Jen Easterly, Director of the Cybersecurity and Infrastructure Security Agency (CISA), is set to resign on Inauguration Day, January 20, 2025. President Biden nominated Easterly in April 2021, and the Senate unanimously confirmed her appointment in July 2021. Prior to serving as the CISA Director, Easterly was Morgan Stanley’s Head of Firm Resilience, constructing the Firm’s Cybersecurity Fusion Center, where she served as the first Global Head.

During her time as the CISA Director, Easterly was responsible for rolling out Secure by Design principles to reduce the occurrence exploitable flaws in products before public release. Jason Soroko, Senior Fellow at Sectigo, remarks, “Under Jenn Easterly, CISA’s proactive initiatives such as ‘Secure by Design’ and faster reporting of attacks by companies were positive for both the sell and buy side of the cybersecurity industry. What could be seen as regulatory burden was actually a positive call to arms to do the right thing. CISA should continue its work and look at initiatives to promote more public-private partnerships as well as look at what it can do to promote a strong cybersecurity workforce.”

How could a new administration impact CISA? 

“CISA was established in 2018 during the Trump administration under the Cybersecurity and Infrastructure Security Agency Act, creating a dedicated federal agency to protect the nation’s critical infrastructure from cyber threats,” says Elad Luz, Head of Research at Oasis Security. “Since its inception, CISA has made significant strides in enhancing the nation’s cybersecurity posture, including issuing critical directives to secure federal networks, spearheading initiatives to combat ransomware, and promoting public-private partnerships to strengthen cyber resilience. For example, the agency launched the Secure by Design and Shields Up initiative. The Shields Up initiative provided actionable guidance and resources to organizations in response to heightened cyber threats.”

With the resignation of Director Easterly, the agency is likely to experience some changes. However, Luz anticipates many aspects will remain the same. 

“Looking ahead, I expect that the Trump administration will continue to prioritize cybersecurity, particularly in terms of strengthening the defense of critical infrastructure and securing the national supply chain,” Luz states. “With the transition to the new administration, we anticipate that CISA will continue to play a vital and expanded role in protecting critical infrastructure, securing the national supply chain, and mitigating emerging cyber threats. The agency’s ongoing efforts will remain essential to ensuring the resilience of critical systems and defending against nation-state actors and other sophisticated adversaries.”

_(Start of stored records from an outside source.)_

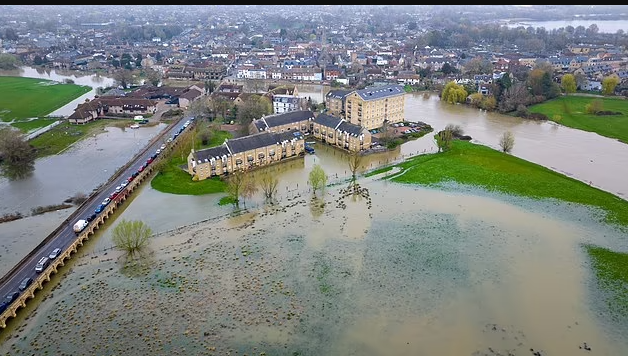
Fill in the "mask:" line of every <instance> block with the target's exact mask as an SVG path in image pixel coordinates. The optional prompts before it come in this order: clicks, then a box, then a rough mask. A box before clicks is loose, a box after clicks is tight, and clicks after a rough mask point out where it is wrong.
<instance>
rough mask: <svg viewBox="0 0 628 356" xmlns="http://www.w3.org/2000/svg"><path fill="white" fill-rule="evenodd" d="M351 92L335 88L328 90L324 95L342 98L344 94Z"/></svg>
mask: <svg viewBox="0 0 628 356" xmlns="http://www.w3.org/2000/svg"><path fill="white" fill-rule="evenodd" d="M351 92H352V91H351V90H343V89H335V90H330V91H329V92H327V94H326V95H325V96H326V97H328V98H333V99H342V98H344V97H345V96H347V95H349V93H351Z"/></svg>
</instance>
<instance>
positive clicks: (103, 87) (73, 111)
mask: <svg viewBox="0 0 628 356" xmlns="http://www.w3.org/2000/svg"><path fill="white" fill-rule="evenodd" d="M81 74H83V73H80V72H75V71H67V72H64V71H62V70H57V69H50V68H34V67H28V66H23V67H20V68H19V69H16V70H10V71H6V70H4V71H0V76H17V77H28V78H41V79H46V80H54V81H58V82H65V81H66V80H71V81H73V82H74V84H77V85H87V86H90V87H92V88H93V89H92V90H90V91H89V92H87V93H85V94H83V95H81V96H80V97H78V98H76V99H74V100H72V101H71V102H69V103H67V104H65V105H64V106H62V107H60V108H59V109H57V110H55V111H53V112H51V113H49V114H48V115H50V116H64V117H67V116H70V115H72V114H73V113H74V110H75V109H76V107H77V106H78V105H79V104H82V103H84V102H85V100H87V99H89V100H92V99H94V97H95V96H96V88H106V87H111V86H113V85H114V83H115V81H114V79H113V78H109V77H104V76H102V75H100V74H84V75H81Z"/></svg>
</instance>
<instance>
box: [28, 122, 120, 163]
mask: <svg viewBox="0 0 628 356" xmlns="http://www.w3.org/2000/svg"><path fill="white" fill-rule="evenodd" d="M130 122H131V120H117V119H98V120H95V121H92V122H88V123H87V124H85V125H73V124H70V123H68V122H67V121H66V122H64V123H62V124H60V125H57V126H55V127H53V128H52V129H51V130H50V131H47V132H45V133H43V134H41V135H39V136H37V137H35V138H34V139H32V140H30V141H29V143H30V144H31V145H33V147H35V148H36V149H37V157H45V156H50V155H56V154H58V153H59V152H61V151H63V150H65V149H66V148H68V147H69V146H70V145H72V144H74V143H75V142H77V141H79V140H82V139H83V138H85V137H86V136H89V135H92V134H99V133H103V132H104V129H105V127H106V126H115V127H124V126H128V124H129V123H130Z"/></svg>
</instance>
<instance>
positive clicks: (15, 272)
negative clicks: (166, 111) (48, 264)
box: [0, 117, 189, 302]
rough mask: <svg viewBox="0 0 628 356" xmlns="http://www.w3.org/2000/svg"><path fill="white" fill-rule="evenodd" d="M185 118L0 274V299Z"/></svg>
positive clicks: (75, 238)
mask: <svg viewBox="0 0 628 356" xmlns="http://www.w3.org/2000/svg"><path fill="white" fill-rule="evenodd" d="M188 119H189V118H185V117H183V118H181V119H180V120H179V121H178V122H176V123H175V124H174V125H172V126H170V127H169V128H168V129H166V130H164V131H162V132H161V133H160V134H159V135H158V136H157V137H156V138H155V139H153V141H151V142H153V143H152V144H149V145H148V146H147V147H145V148H144V150H142V151H141V153H140V154H138V155H136V156H135V158H134V160H133V161H132V162H130V164H129V165H128V166H127V168H126V169H124V170H123V171H121V172H119V173H114V175H115V178H113V179H110V180H109V181H108V182H107V183H105V184H103V186H102V187H101V188H100V189H99V191H98V193H97V194H96V195H95V196H94V197H93V198H92V197H90V199H89V200H88V201H86V202H85V203H83V204H82V205H81V206H80V207H79V208H78V209H77V211H76V212H75V213H74V214H73V216H77V217H76V218H75V219H74V220H72V221H69V222H67V223H64V225H63V226H61V227H60V228H59V229H57V230H58V231H57V232H56V233H55V234H54V236H52V237H51V238H50V239H49V241H48V242H47V243H45V244H43V245H40V246H38V247H37V248H36V249H37V251H34V252H35V253H33V254H30V257H28V256H27V257H26V258H24V259H22V261H20V263H19V264H18V266H16V267H15V268H13V269H12V270H11V271H9V272H8V273H7V275H5V276H4V277H3V278H2V280H3V282H2V284H1V285H0V298H2V299H0V302H1V301H4V298H5V296H6V295H7V294H9V293H11V292H15V291H19V289H18V287H19V285H20V283H21V281H22V280H24V279H25V278H27V277H31V278H32V279H33V280H34V279H35V278H36V277H37V273H36V272H35V265H36V264H37V262H38V261H39V259H40V258H41V257H43V256H48V255H49V254H50V252H51V251H52V250H54V249H55V248H57V247H59V248H61V250H65V248H67V247H68V246H70V245H71V244H72V243H73V242H74V240H75V239H76V236H77V235H76V233H75V232H74V230H73V226H74V222H75V221H76V220H79V219H85V218H87V217H88V216H90V215H92V214H94V211H95V209H96V208H97V207H98V206H99V205H100V204H101V202H102V201H103V200H104V199H105V198H107V197H109V195H110V194H111V193H112V192H113V191H114V190H115V189H116V187H117V186H119V185H120V184H122V183H123V182H125V181H126V180H127V178H128V177H129V176H131V175H132V174H133V173H135V172H137V171H138V169H139V168H140V167H141V166H142V165H144V164H145V163H146V161H147V160H148V159H149V158H150V157H151V156H152V155H153V154H155V151H156V150H157V149H158V148H160V146H161V145H162V144H163V143H164V141H165V140H166V139H167V138H168V137H173V135H174V134H175V133H176V132H177V131H179V130H180V129H181V128H182V127H183V124H184V123H185V122H186V121H187V120H188ZM110 204H111V203H110Z"/></svg>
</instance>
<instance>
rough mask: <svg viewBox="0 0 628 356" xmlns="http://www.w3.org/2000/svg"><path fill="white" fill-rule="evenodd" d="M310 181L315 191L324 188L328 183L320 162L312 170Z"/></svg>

Casey Ellis, Founder and Advisor at Bugcrowd, shares his insights on the subject, saying, “I see a lot of the CISA initiatives, like Secure By Design, CIRCIA, and the vulnerability disclosure mandates set out by BOD 20-01, as work that is never done. Cyber defense is a constantly evolving game of cat-and-mouse, and these initiatives have had a material and measurable impact, as well as going a long way to clarify and, perhaps more importantly, mark out the North Star in a range otherwise complicated and ambiguous cybersecurity domains.” 

In regard to notable agency changes, Ellis states, “It’s too early to tell, especially with all of the leadership shifts happening at the moment, but I expect that once the cutover takes place the Trump administration will review the core initiatives, potentially add or make a few cuts, and the department will otherwise be left to get back to work.”

Director Jen Easterly’s legacy

As Easterly's role as the CISA Director comes to a close, cybersecurity experts are reflecting on the impact she made through her work. 

“Director Easterly did an incredible job in the middle of an extremely turbulent period in U.S. cybersecurity history,” remarks Ellis. “Her willingness to get out front-and-center and her instincts for ‘marketing the problem’ have been a core part of driving and improving cybersecurity awareness across a huge variety of domains, ranging from critical infrastructure and the threat posed by nation-states, through to consumer cybersecurity education. She has consistently been a huge champion of the good-faith hacker community as a part of the solution to cyber resilience. Most importantly, her internal and external leadership has been inspiring to many, especially women working to make their mark in a traditionally male-dominated field.”